Les gros progrès d’aujourd’hui portent sur les sondes. Une sonde sensible aux courants parasites est problématique dans une piscine. L’autre élément important est l’analyse des données relevées par ces sondes. C’est ce qui fait la différence entre les appareils.
Comment réduire l’empreinte écologique des piscines d’après-vous ?

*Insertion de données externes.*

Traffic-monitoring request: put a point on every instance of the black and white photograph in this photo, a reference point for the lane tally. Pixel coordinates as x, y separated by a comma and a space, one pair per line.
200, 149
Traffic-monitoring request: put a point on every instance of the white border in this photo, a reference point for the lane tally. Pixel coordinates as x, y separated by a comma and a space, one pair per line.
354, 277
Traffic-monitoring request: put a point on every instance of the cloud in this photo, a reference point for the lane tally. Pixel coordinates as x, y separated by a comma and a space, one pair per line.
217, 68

Cela passe clairement par les automatismes et la notion de prévention afin d’éviter d’utiliser des produits chocs. Il faut faire preuve de pédagogie auprès des consommateurs afin qu’ils constatent avant d’agir. Un consommateur bien formé aura une piscine bien équilibrée s’il a les bons gestes. Et c’est grâce aux pisciniers que nous pourrons former les consommateurs à l’analyse de l’eau et installer des routines chez leur client. On a des soucis sur sa piscine quand on ne s’en est pas préoccupé auparavant. Ce n’est donc pas un problème de produit mais de formation à l’usage du robot, au nettoyage régulier de la ligne d’eau et du média filtrant… et à tout ce qui peut être fait pour ne pas trop polluer l’eau comme de ne pas laisser son chien aller dans la piscine.

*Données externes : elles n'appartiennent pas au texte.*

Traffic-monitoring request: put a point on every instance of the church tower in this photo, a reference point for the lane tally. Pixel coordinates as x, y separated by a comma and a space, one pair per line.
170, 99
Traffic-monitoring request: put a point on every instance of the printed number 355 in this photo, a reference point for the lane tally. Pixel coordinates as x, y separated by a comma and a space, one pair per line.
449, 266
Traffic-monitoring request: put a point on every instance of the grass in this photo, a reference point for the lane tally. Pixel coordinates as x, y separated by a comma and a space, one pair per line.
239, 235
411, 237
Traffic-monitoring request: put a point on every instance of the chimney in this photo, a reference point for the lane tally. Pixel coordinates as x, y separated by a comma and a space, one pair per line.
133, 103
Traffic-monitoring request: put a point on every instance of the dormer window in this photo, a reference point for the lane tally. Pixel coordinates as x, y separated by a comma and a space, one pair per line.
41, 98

Les pisciniers ont les moyens de le faire, après c’est une question de volonté, de priorisation et de formation des employés. Le piscinier qui a des employés bien formés a des clients qu’il sait garder. Ceux qui se projettent dans l’avenir en ont pris conscience et ont une forte demande de d’informations techniques de la part de leurs clients.
Chez Bayrol et depuis plus de 10 ans, nous avons fait le choix de ne pas réduire le nombre de nos commerciaux. Pour nous, ce sont des vecteurs de formation en plus d’avoir un rôle commercial en début d’année : ils parlent de technique, de business, de développement intelligent… Ils sont un relai d’information essentiel.
Nous travaillons également à une meilleure visibilité de nos messages par les clients, pour qu’ils soient vus et revus sous un angle et sous un autre dans toute l’Europe. Nous essayons pour cela de trouver les outils (tutoriels, newsletters, infographies…) qui vont nous permettre de faire comprendre ce problème à nos clients consommateurs et professionnels.